- Breed: Standardbred
- Sire: In The Pocket
- Grandsire: Direct Scooter
- Dam: Advance Debra
- Damsire: Vance Hanover
- Sex: Stallion
- Foaled: 1 August 1996
- Died: 29 July 2017
- Country: New Zealand
- Colour: Black
- Breeder: NJ&OW Cockcroft, PM Inkpen
- Owner: Greg Brodie
- Record: 56:41-4-0
- Earnings: $1,485,629

Major wins
- New Zealand Sires Stakes 2yo Final (1998) New Zealand Sires Stakes 3yo Final (1998) Great Northern Derby (1998) New Zealand Derby (1999) Victoria Derby (1999) Australian Derby (1999) New South Wales Derby (1999) Queensland Derby (1999) South Australian Cup (2001) Queensland Pacing Championship (2001) Australian Pacing Championship (2001)

Awards
- New Zealand 2-Year Old Pacer of the Year (1998) New Zealand 3-Year Old Pacer of the Year (1999) New Zealand 4-Year Old Pacer of the Year (2000) Australian 3-Year Old Pacer of the Year (1999)

Honours
- New Zealand Harness Racing Hall of Fame

= Courage Under Fire (horse) =

New Zealand Standardbred racehorse

Courage Under Fire (1 August 1995 – 29 July 2017) was a New Zealand-bred champion Standardbred race horse notable for being undefeated in his first 24 race starts. A diminutive horse, he was known as Mighty Mouse.

==Racing==
Courage Under Fire was undefeated in both his two- and three-year-old seasons of racing. As a three-year-old he won a record six derbies. In the Australian Derby at Moonee Valley he broke the track record defeating local star Shakamaker.

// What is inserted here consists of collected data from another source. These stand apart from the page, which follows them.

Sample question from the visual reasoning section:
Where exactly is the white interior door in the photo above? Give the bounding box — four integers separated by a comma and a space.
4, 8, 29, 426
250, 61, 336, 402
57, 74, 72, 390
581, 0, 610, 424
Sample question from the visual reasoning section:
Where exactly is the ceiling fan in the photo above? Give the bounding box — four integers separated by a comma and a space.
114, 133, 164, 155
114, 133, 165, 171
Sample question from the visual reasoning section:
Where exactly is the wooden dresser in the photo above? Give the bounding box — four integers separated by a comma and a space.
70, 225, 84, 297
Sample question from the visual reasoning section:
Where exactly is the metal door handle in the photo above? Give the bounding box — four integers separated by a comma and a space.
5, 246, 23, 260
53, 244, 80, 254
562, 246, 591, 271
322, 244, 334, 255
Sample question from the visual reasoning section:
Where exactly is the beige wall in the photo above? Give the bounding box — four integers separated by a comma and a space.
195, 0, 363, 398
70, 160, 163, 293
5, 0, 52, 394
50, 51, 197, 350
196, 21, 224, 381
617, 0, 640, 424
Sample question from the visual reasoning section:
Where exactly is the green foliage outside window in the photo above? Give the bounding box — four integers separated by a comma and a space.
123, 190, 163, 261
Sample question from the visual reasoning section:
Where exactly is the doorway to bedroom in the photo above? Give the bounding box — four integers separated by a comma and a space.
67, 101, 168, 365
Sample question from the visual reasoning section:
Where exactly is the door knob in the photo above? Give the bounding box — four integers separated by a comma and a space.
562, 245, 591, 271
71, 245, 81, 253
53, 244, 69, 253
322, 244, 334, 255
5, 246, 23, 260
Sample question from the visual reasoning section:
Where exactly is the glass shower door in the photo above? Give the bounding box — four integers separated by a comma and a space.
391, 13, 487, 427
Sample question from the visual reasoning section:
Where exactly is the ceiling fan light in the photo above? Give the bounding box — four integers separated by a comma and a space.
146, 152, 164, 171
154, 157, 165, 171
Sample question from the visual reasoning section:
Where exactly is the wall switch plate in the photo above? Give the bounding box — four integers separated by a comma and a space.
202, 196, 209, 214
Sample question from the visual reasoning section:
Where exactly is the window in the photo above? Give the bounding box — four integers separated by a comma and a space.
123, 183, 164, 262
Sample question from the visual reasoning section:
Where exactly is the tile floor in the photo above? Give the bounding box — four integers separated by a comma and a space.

As an older horse Courage Under Fire was defeated for the first time in a heat of the 2000 Inter Dominion Pacing Championship after winning his first 24 races. After the 2000 Inter Dominion he was relocated from the New Zealand stables of Bruce Negus to Australian trainer Brian Hancock however his career plateaued. He later won the South Australian Cup, Queensland Pacing Championship and Australian Pacing Championship. He was narrowly beaten in the Miracle Mile and Victoria Cup and he won six heats of the Inter Dominion Pacing Championship and was fourth in the final in 2001. In the South Australian Cup at Globe Derby Park in 2001 he set a track record that stood until broken by his son Smolda in 2017. A popular horse, large crowds often surrounded his stall for a glimpse.

Courage Under Fire won 41 of 56 starts and earned $NZ1,551,941 in stakes.

==Notable races==

- 1st in the 1998 New Zealand Sires Stakes 2yo Final beating Cigar and Revonez
- 1st in the 1998 New Zealand Sires Stakes 3yo Final beating Smart Holmes and Cigar
- 1st in the 1998 Great Northern Derby beating Cigar and Stevies
- 1st in the 1999 New Zealand Derby beating Colonel Anvil and Waitaki Warrior
- 1st in the 1999 Victoria Derby beating Luke Of Earl and Chairman Whitby
- 1st in the 1999 Australian Derby beating Revonez and Shakamaker
- 1st in the 1999 New South Wales Derby beating Just Okay and Docs Mistake
- 1st in the 1999 Queensland Derby beating My Way Of Thinking and Bronski Warrior
- 2nd in Heat 2 of the 2000 Inter Dominions (Moonee Valley) behind Kyema Kid with OK Oskar 3rd
- 1st in Heat 7 of the 2000 Inter Dominions beating Luke Of Earl and Kyema Kid
- 1st in Heat 2 of the 2001 Inter Dominions (Albion Park) beating Yulestar and Safe And Sound
- 1st in Heat 9 of the Inter Dominions beating Breenys Fella and Lombo Rapida
- 4th in the 2001 Inter Dominion Grand Final behind Yulestar, Atitagain and Pocket Me
- 1st in the 2001 South Australian Cup beating Breenys Fella and Friends For Life
- 1st in the 2001 Queensland Pacing Championship beating Shakamaker and Rare Fuel
- 1st in the 2001 Australian Pacing Championship beating Shakamaker and Double Identity
- 2nd in the 2001 Miracle Mile Pace behind Smooth Satin with Yulestar 3rd
- 2nd equal in the 2002 Victoria Cup behind Jofess, dead-heated with Safe And Sound with Yulestar 4th

==Stud career==

At stud he sired more than 400 winners in New Zealand and more than 300 winners in Australia including Inter Dominion Pacing Championship winner Smolda and was expected to serve a full book of mares in the 2017–18 breeding season.

He died at Yirribee Stud near Wagga Wagga, New South Wales after being purchased by Yirribee in July 2017.